Total Time: 20 minutes


  • 1 lb ground chuck (or any ground meat, but add oil if using lean meat like chicken or turkey)
  • 1/2 red bell pepper
  • 1/2 green bell pepper
  • 1/2 celery stalk
  • 1 yellow onion
  • 2 cloves garlic (or 1/2 tsp garlic powder)
  • 28 oz can of crushed tomatoes
  • 15.5 oz can of black beans
  • 15.5 oz can of red beans
  • 15.5 oz can of kidney beans
  • 1/2 tsp brown sugar
  • Tabasco (optional)


  1. Dump ground meat into large pot on medium heat, and immediately use metal or wooden spatula to chop meat into smaller pieces, at least bite-sized.
  2. Dice bell peppers, celery, and onion into 1/4″ cubes, then dump into pot and stir thoroughly once.
  3. Press garlic into pot (or peal and then dice garlic into tiny shreds and dump into pot) and stir thoroughly once.
  4. Open all cans and dump into pot, along with brown sugar.
  5. Stir occasionally until warm, then serve (with steamed rice for the carbohydrate-tolerant crowd).

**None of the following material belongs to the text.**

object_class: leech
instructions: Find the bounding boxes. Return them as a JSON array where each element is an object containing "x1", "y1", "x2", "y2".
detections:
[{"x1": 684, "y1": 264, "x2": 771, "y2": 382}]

Five Minute Chicken Corn Chowder

This one-pot meal can be thrown together in an instant and pleases everyone!  It’s perfect when getting to anchor, dock, or slip after dark with a hungry crew, and can be a great warm meal while underway.  This meal happens to be gluten-free and lactose-free!


  • 2 short cans (or 1 tall can) of pre-cooked chicken
  • 2 short cans (or 1 tall can) of diced potatoes (omit one can for carbohydrate intolerant guests)
  • 15.5 oz can of any corn
  • 1-2 cups heavy cream (Heavy cream has no lactose.)
  • 1 tsp celery salt (or more to taste)
  • black pepper to garnish


  1. Dump chicken, potatoes, and corn in medium to large sauce pan and place on high heat.
  2. When water (from the cans) boils, reduce heat to medium.
  3. Add heavy cream to desired consistency and soupiness.
  4. Add celery salt to taste.
  5. Optionally serve with saltines, oyster crackers, or stale biscuits.

Ten Minute Savory, Smoky Pork and Beans

The secrets to this recipe are to burn the pork a bit to create a savory flavor and to use smoked paprika to impart a smoky flavor. Everything else about the recipe can be varied.

10 Minutes Later:  Savory and Smoky Ham and Beans

Required Time: 10 minutes


  • 1/2 lb pre-cooked pork (ham, loin, butt, lunch meat, etc.)
  • Medium (or whatever size) yellow onion (or 1 tsp onion powder)
  • 15.5 oz can (normal can size) of prepared pinto beans (any beans can do)
  • 1 cup water
  • 1 tsp smoked paprika
  • 1/2 tsp mustard powder
  • 1/2 tsp garlic powder
  • 1/4 tsp black pepper
  • 1 Tbsp Texas Pete (or vinegar with a few dashes Tabasco)
  • 1 Tbsp soy sauce


  1. Dice pork into bite-sized pieces and place in medium or large sauce pan.
  2. Place pan on high heat. Do not stir.
  3. Dice yellow onion into small pieces, such as 1/4″ cubes.
  4. When inside bottom of the pan is black, add the onion and remove from heat.
  5. Add the water and use a hard metal spatula to deglaze the pan (means scrape all the black off the bottom – the water and heat make this easy).
  6. Place pan on low to medium heat.
  7. Add the smoked paprika, mustard, and garlic powders, black pepper, salt, Texas Pete, and soy sauce.
  8. Stir occasionally until the entire mixture is warm and serve (with optional cornbread or biscuits for the carbohydrate tolerant crowd).